Crunch time meant it was time to stop fiddling with the flowers and actually sew them on to the bonnet.  Here's what I came up with.  In the spirit of the True Victorian, when I thought "OK, that's enough", I then added a few more flowers!

Voila, the finished bonnet.  It looks cute over the wig. Yes, friends, I bought a wig.  You'll see it in the final picture.  It is from Vogue Wigs online and is the "Scarlett" model from Lacey in Auburn. It is quite comfortable.















I now have two more days to finish the Frock Coat, with lots of hand sewing left to do.  Hopefully, my Beau will not travel to the Dickens Faire with pins still in his outfit!

We had tons of fun trying everything on for friends and family for Thanksgiving.  We took tons of pictures and will post them soon.  OK, some are already on Facebook.  Mysteriously, my Polonaise managed to grow and now needs to be taking in down the center front.  This will allow me to fix the mistake I made when I didn't follow instructions.  It will also need to be done all by hand.  My alternative is to undo a whole lotta facing.  Like the frock coat, this is truly a mystery.  No other item of clothing I own is looser.

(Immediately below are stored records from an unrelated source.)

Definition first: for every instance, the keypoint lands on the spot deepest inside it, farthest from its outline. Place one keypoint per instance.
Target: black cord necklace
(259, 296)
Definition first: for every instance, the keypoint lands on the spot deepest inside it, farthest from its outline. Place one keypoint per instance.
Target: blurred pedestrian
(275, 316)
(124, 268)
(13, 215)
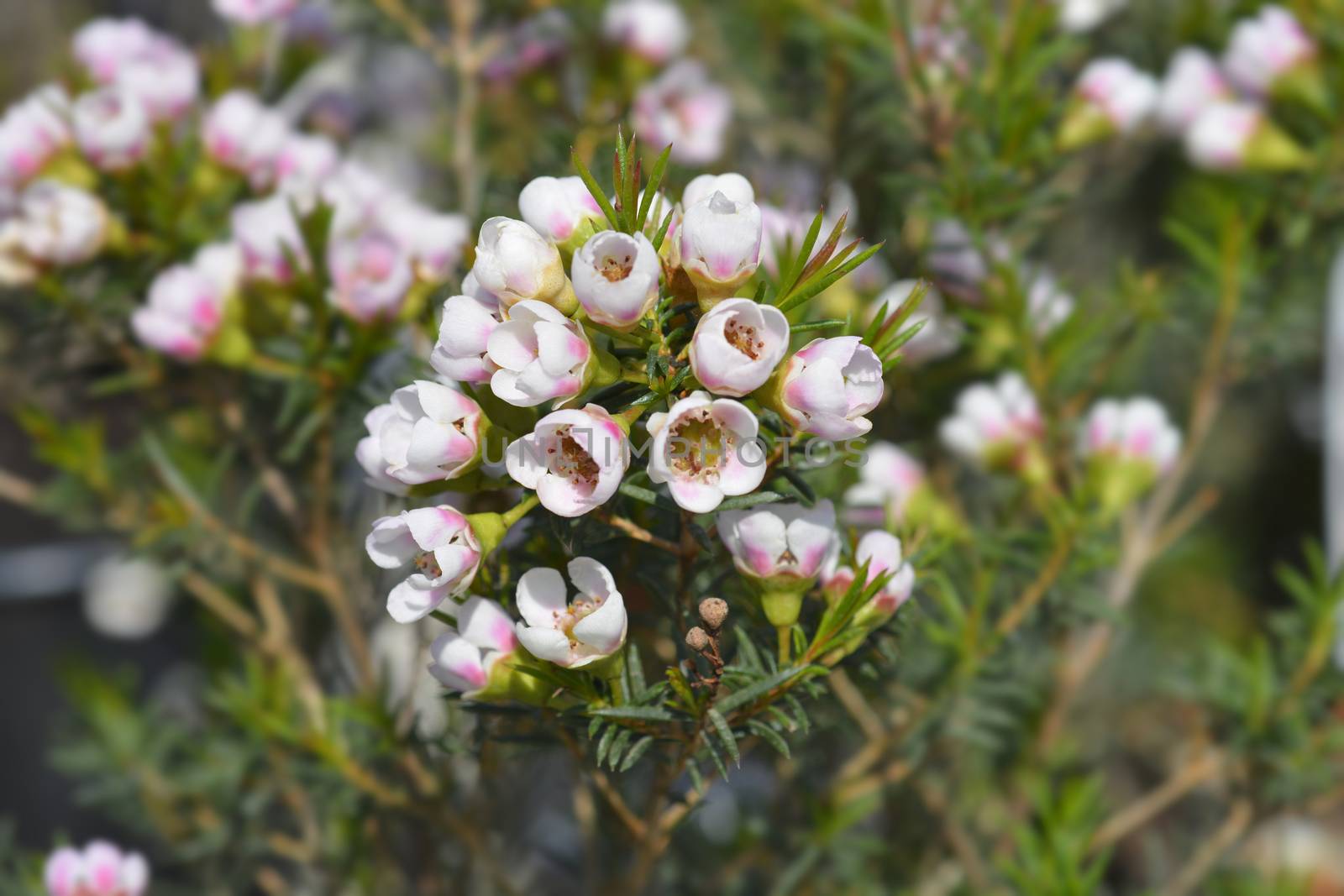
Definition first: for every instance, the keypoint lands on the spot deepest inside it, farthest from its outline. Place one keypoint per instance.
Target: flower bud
(444, 547)
(1112, 97)
(1193, 83)
(270, 239)
(98, 869)
(714, 613)
(570, 634)
(573, 459)
(616, 278)
(706, 449)
(433, 434)
(370, 273)
(461, 351)
(517, 264)
(996, 426)
(1230, 136)
(245, 136)
(696, 638)
(541, 355)
(561, 208)
(737, 345)
(255, 13)
(112, 128)
(721, 246)
(828, 385)
(685, 109)
(732, 184)
(654, 29)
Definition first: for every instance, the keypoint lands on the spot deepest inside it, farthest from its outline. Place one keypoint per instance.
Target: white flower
(737, 345)
(444, 548)
(1193, 83)
(616, 278)
(430, 432)
(461, 351)
(830, 385)
(573, 458)
(570, 634)
(370, 273)
(685, 109)
(270, 239)
(882, 553)
(721, 246)
(781, 542)
(539, 354)
(1263, 49)
(253, 13)
(98, 869)
(112, 128)
(994, 423)
(517, 264)
(1136, 430)
(245, 136)
(887, 479)
(732, 184)
(558, 207)
(706, 449)
(652, 29)
(941, 333)
(127, 597)
(302, 165)
(60, 224)
(104, 46)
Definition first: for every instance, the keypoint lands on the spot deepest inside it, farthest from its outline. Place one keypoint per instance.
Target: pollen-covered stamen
(743, 338)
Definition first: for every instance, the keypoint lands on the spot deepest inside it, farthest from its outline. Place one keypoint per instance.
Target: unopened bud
(714, 611)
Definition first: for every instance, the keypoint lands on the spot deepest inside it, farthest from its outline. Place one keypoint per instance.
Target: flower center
(743, 338)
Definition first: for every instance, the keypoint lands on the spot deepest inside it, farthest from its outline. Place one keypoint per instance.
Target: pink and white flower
(995, 423)
(573, 459)
(558, 207)
(706, 449)
(255, 13)
(737, 345)
(112, 128)
(464, 658)
(1194, 82)
(577, 633)
(683, 107)
(463, 348)
(887, 479)
(1265, 49)
(98, 869)
(430, 434)
(104, 46)
(270, 239)
(444, 548)
(186, 304)
(732, 184)
(721, 246)
(784, 544)
(517, 264)
(884, 555)
(371, 275)
(31, 132)
(541, 355)
(828, 385)
(60, 224)
(616, 278)
(1137, 430)
(655, 29)
(245, 136)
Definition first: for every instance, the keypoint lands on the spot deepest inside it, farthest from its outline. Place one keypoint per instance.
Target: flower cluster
(1216, 107)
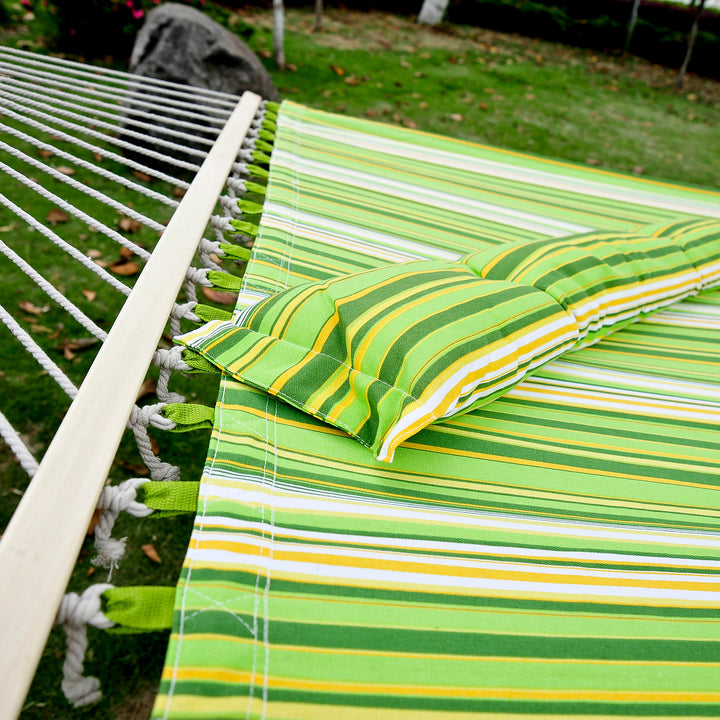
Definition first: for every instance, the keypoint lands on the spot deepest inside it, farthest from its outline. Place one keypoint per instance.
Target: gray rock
(181, 44)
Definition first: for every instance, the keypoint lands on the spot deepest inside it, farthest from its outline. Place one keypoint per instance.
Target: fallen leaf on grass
(221, 297)
(56, 216)
(151, 553)
(123, 267)
(28, 307)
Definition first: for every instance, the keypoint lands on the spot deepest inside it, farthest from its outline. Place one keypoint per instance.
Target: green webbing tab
(250, 186)
(141, 608)
(197, 361)
(236, 252)
(245, 227)
(224, 281)
(248, 207)
(259, 156)
(257, 171)
(166, 499)
(189, 416)
(262, 145)
(207, 313)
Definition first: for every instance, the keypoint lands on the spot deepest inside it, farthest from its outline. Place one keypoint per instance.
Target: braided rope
(95, 149)
(31, 108)
(18, 448)
(115, 499)
(75, 614)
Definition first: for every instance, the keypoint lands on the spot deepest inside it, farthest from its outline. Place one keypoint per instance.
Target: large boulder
(181, 44)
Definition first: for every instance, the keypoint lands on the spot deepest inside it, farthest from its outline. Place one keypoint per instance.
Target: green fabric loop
(224, 281)
(140, 609)
(196, 361)
(259, 156)
(248, 207)
(257, 171)
(167, 499)
(264, 146)
(245, 227)
(189, 416)
(250, 186)
(236, 252)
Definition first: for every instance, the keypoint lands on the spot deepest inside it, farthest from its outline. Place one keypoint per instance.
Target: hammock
(550, 553)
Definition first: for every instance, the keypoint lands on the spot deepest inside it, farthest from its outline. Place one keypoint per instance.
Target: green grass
(517, 93)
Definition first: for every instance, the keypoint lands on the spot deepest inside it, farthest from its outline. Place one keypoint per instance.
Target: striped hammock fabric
(553, 553)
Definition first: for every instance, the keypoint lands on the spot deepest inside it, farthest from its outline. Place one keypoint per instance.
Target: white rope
(161, 103)
(115, 499)
(69, 249)
(30, 108)
(38, 353)
(54, 97)
(75, 614)
(102, 172)
(91, 192)
(52, 292)
(28, 463)
(95, 149)
(116, 77)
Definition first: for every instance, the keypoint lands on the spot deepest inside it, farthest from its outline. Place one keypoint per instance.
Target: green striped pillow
(383, 353)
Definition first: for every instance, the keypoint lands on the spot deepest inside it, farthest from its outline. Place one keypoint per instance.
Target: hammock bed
(553, 553)
(548, 544)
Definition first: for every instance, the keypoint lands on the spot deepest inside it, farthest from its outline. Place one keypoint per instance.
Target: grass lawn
(504, 90)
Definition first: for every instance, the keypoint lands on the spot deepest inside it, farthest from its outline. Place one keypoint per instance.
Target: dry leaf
(121, 267)
(27, 306)
(151, 553)
(221, 297)
(129, 225)
(147, 388)
(56, 216)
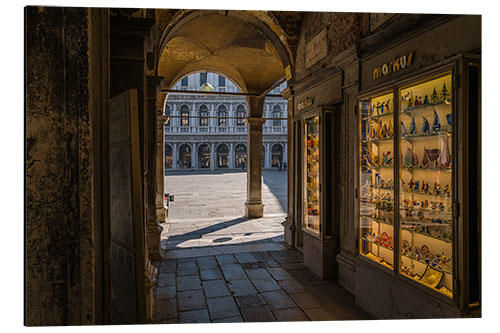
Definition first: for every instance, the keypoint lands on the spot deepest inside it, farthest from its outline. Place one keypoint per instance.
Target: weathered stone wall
(59, 204)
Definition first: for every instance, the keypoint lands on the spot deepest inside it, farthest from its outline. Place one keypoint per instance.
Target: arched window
(184, 156)
(222, 156)
(184, 116)
(276, 155)
(240, 156)
(203, 116)
(240, 113)
(168, 157)
(276, 114)
(222, 114)
(167, 113)
(204, 156)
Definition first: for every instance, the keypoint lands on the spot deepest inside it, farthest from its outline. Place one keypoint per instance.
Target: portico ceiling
(225, 42)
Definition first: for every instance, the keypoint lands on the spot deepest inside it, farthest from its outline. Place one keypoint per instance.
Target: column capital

Dickens Faire on Sunday!  Two days to fix and finish everything!

Monday, November 14, 2011

A blank black slate - L

I have been haunted...seriously haunted...by thoughts of a black victorian skirt with lots of trim.   I have ideas of what I would wear with it.  And I finally decided I just needed to make it.  Get it done.  Clear my head.  I have 2 pieces of thin black silky stuff (the dreaded silkessence), one is 3 yards and one is 2 yards.  I used the 3 yard piece to make the main part of the skirt.  Again based on that 1895 walking skirt.  It is lower calf length.  I used the two yards to make pressed pleats about 7 inches long.  Yessiree....120 inches of 7 inch tall pressed pleats.  I used the vinegar water technique to set them and it worked really well.  (google it...there a hundreds of examples on the interwebs).  That actually took most of the remaining two yards.  I made two inch strips with the rest.  I used a candle to 'burn' the edges so I wouldn't have to hem.  It worked OK.  I wasn't totally steady so have some uneven melty parts.  And yes, I melted fabric to the candle and spilled the whole thing in my lap.  I HIGHLY recommend using soy candles for this.  The 'wax' washes out easily.  I'm going to  gather up the thin strips and use them to make designs on the dress.  I'll attach the pleats at the bottom with a bit of velvet ribbon. And make a pattern with ruching above the pleats.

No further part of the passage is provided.